Com um perfil recheado de ostentação nas redes sociais, Ana Lúcia Ferreira, de 41 anos, mais conhecida como Ana Paraguaya, foi presa nesta quarta-feira (2) em Taubaté, no interior de São Paulo. Aparentemente apenas mais uma influenciadora exibindo carros importados, joias e viagens, Ana era, na verdade, uma peça-chave no submundo do crime organizado: operava como elo entre as duas maiores facções criminosas do país — o PCC (Primeiro Comando da Capital) e o CV (Comando Vermelho).

Segundo as investigações, Ana atuava há pelo menos uma década coordenando uma rota de tráfico de armas e drogas que interligava fronteiras e estados brasileiros. Ela teria papel estratégico no esquema, sendo responsável por negociar diretamente com fornecedores, organizar o transporte das cargas ilegais e garantir a distribuição principalmente para o Rio de Janeiro.

A logística criminosa envolvia rotas terrestres que cruzavam Ponta Porã, no Mato Grosso do Sul, passavam por Minas Gerais e São Paulo até chegarem às favelas cariocas. Para camuflar os carregamentos, os entorpecentes e armamentos vinham escondidos em cargas comuns, como alimentos transportados em caminhões.

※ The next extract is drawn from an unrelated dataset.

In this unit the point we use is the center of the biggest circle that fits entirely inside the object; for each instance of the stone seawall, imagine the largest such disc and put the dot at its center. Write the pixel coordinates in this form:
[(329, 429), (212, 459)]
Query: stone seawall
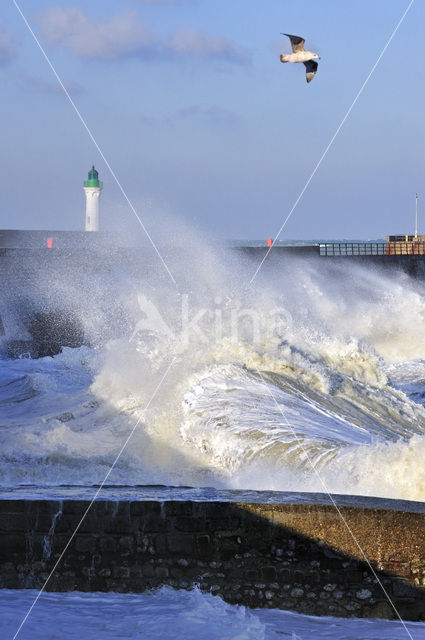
[(300, 557)]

Mesmo sem ter sido formalmente “batizada” pelo PCC, Ana conquistou prestígio no crime por meio de relacionamentos com figuras de alto escalão. Ela foi casada com Elton Leonel da Silva, o “Galã”, um dos principais chefes da facção paulista e conhecido como grande fornecedor de drogas na América Latina. Após o fim da relação, envolveu-se com Fhillip da Silva Gregório, o “Professor”, líder do Comando Vermelho no Complexo do Alemão, morto recentemente.

O delegado Pedro Cassundé, responsável pela investigação, afirmou que a ascensão de Ana no tráfico foi impulsionada por seus vínculos com essas lideranças. “Ela montou uma rede com fornecedores e freteiros. Desde pelo menos 2020 abastecia o Rio de Janeiro. Sua atuação discreta e estratégica ajudou a consolidar uma conexão entre PCC e CV, algo raro em organizações rivais.”

Durante a operação que levou à sua prisão, a polícia apreendeu um carro de luxo utilizado por Ana. O contraste entre a vida glamourosa nas redes e a realidade de sua atividade criminosa evidencia um estilo de atuação cada vez mais sofisticado entre membros do crime organizado: por trás da aparência de sucesso legítimo, escondem-se redes de tráfico transnacional bem articuladas.